Most people just have cars, bikes and lawn mowers in their garage. George Westwater has a droid.
As in R2-D2. As in “Star Wars.”
Fan-built droids are part of the frenzy related to “Star Wars: Episode VII,” which is set to open next year. Westwater’s version is no dime-store copy: It cost more than $16,000. The Lenexa, Kansas, man built it with sons Alex, 7, and Zach, 5.
Fans around the globe are doing the same thing. Westwater belongs to Astromech.net, an international droid builders club with 14,000 members.
“I have personally talked to people in Argentina, Brazil, New Zealand, Australia, France, England and Italy,” Westwater said.
The fans’ droids are so good that “Star Wars” producer Kathleen Kennedy hired a couple of British club members to make the R2-D2 and other droids for the new movie.
Westwater’s droid is technically an R2-A7, with slightly different colors (green, silver and white) than the original R2-D2 (blue, silver and white). But in virtually every other way, it’s accurate.
Westwater’s droid beeps and boops. Its brushed-metal dome spins, and its multicolored LED lights flash. Complete with a motor and a remote, it can move around a room and play sound clips from the movie.
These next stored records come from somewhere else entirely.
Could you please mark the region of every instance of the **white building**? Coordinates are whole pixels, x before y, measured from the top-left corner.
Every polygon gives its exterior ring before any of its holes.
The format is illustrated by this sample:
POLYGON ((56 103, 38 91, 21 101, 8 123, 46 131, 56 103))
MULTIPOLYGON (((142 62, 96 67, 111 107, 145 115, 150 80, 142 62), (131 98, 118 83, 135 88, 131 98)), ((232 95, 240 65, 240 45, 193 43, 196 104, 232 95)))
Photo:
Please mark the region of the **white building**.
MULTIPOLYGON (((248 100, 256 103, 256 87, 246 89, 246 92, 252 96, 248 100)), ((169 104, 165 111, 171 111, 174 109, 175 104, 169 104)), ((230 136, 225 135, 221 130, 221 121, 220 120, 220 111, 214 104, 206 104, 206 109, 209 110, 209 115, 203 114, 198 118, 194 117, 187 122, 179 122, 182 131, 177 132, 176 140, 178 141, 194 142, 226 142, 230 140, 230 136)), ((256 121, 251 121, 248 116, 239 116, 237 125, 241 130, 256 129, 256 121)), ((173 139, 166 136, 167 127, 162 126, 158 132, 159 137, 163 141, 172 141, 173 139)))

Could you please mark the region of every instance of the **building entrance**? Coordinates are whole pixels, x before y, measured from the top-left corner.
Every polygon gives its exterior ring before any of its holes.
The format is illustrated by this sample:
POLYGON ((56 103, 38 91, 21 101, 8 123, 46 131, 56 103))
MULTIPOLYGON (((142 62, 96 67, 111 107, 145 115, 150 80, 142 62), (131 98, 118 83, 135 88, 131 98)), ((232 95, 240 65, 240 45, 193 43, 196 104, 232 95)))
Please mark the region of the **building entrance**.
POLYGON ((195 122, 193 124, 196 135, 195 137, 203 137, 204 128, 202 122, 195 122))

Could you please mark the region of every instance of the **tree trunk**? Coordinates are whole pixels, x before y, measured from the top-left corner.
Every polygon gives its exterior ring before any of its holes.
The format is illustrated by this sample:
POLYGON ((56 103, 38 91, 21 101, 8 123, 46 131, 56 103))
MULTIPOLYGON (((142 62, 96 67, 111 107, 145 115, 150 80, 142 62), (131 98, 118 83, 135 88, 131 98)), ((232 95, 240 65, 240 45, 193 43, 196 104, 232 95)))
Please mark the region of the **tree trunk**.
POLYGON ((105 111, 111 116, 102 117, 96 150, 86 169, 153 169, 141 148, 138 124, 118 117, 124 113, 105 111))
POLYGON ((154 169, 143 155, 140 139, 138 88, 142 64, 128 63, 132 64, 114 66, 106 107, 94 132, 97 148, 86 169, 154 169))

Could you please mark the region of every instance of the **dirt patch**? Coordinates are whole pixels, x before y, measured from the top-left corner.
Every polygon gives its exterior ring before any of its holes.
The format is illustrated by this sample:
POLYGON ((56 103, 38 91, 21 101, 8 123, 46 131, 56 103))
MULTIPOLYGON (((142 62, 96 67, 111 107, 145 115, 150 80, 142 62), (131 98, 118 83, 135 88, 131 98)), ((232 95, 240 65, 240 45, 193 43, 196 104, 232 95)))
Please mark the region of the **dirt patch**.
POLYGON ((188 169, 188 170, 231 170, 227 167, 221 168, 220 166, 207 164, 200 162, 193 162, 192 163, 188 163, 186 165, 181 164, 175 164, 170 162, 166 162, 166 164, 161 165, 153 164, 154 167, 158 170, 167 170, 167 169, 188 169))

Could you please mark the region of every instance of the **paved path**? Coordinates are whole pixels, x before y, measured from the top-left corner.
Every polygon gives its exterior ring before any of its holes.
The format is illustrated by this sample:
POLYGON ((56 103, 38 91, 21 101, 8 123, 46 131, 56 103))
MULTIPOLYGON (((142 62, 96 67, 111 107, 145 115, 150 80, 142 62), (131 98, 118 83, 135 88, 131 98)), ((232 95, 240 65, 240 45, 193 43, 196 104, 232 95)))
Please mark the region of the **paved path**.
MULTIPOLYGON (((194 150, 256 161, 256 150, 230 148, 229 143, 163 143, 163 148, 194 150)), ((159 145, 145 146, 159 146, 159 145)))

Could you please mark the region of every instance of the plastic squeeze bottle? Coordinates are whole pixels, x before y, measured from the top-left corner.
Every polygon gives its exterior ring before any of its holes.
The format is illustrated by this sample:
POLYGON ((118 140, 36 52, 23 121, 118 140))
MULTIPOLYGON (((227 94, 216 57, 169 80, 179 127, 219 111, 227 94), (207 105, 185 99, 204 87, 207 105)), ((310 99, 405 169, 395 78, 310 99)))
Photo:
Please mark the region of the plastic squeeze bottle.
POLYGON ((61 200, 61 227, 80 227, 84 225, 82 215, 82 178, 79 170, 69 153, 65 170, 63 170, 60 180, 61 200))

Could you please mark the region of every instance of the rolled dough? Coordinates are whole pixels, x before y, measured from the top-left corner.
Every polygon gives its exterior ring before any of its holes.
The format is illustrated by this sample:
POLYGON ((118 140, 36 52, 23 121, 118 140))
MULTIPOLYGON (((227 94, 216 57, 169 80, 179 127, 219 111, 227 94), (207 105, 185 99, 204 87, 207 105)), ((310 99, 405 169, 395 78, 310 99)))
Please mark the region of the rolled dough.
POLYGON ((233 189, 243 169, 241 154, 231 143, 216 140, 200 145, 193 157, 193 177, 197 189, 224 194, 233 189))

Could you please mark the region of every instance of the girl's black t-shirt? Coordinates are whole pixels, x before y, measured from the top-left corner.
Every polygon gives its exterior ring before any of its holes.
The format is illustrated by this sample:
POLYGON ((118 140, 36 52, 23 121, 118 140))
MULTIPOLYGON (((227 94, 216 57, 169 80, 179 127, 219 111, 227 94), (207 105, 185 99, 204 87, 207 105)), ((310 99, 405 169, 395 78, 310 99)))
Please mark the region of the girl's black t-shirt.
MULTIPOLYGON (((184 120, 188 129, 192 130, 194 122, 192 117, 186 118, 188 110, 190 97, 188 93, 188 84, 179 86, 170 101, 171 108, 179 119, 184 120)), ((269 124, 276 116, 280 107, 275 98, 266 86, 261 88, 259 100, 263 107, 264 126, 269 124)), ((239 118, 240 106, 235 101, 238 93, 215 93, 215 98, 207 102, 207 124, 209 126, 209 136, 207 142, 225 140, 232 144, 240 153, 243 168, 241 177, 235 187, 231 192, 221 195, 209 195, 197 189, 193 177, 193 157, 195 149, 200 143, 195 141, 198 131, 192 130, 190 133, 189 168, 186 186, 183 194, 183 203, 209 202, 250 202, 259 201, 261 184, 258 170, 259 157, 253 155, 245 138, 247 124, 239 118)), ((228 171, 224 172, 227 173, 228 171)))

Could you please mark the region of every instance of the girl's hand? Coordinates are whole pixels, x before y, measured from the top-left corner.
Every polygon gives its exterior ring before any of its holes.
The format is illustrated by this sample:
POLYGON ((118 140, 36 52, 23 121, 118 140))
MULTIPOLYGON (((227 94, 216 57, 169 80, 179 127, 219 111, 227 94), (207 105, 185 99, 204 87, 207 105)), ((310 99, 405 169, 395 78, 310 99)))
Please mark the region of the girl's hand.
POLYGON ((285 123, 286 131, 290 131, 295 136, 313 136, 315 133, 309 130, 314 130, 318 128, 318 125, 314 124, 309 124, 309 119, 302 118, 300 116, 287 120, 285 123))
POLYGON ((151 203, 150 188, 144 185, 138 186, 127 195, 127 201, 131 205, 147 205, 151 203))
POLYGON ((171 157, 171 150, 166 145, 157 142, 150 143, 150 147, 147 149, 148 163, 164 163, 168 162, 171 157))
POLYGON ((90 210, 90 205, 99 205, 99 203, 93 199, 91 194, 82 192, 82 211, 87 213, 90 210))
It is made of aluminum, which increases the cost. But droids can be made for as little as $1,500, he said.
For Westwater, 36, making droids with his boys is a labor of love.
The most fun part?
“Spraying the paint on it!” said Zach.
“Driving it!” Alex said.
“We decided the kids were just about old enough to be able to watch the ‘Star Wars’ movies,” Westwater said. “And they were getting to the age where I was looking for a project to do with them — hopefully around electronics or software. So we decided to build an R2. I started looking for some reference photos, then stumbled across the group.”
After getting plans from Astromech, he joined with other droid builders around the world to get laser-cut parts made at a bulk discount. Then he started building.
“It may seem daunting, but we have builders as young as 10 building on their own,” he said. “Everything can be done by anybody of any skill level. Quite literally, the laser-cut parts are like a 3-D puzzle. You just glue and screw.”
But what about the circuit boards and software? Not just anybody can do that.
“We try to stick to as many off-the-shelf parts as possible,” he said. “And there are walk-throughs on how to make them work. And just about anywhere anybody is living, there’s somebody nearby who is probably building a droid who can help.”
Westwater has taken his droid to his boys’ school, science-fiction conferences and “Star Wars” events.
“My favorite part . . . is that special-needs children are so drawn to it,” he said. “We end up spending 20 to 30 percent of a two- or three-day conference with families of special-needs kids. . . . That never gets old to me.”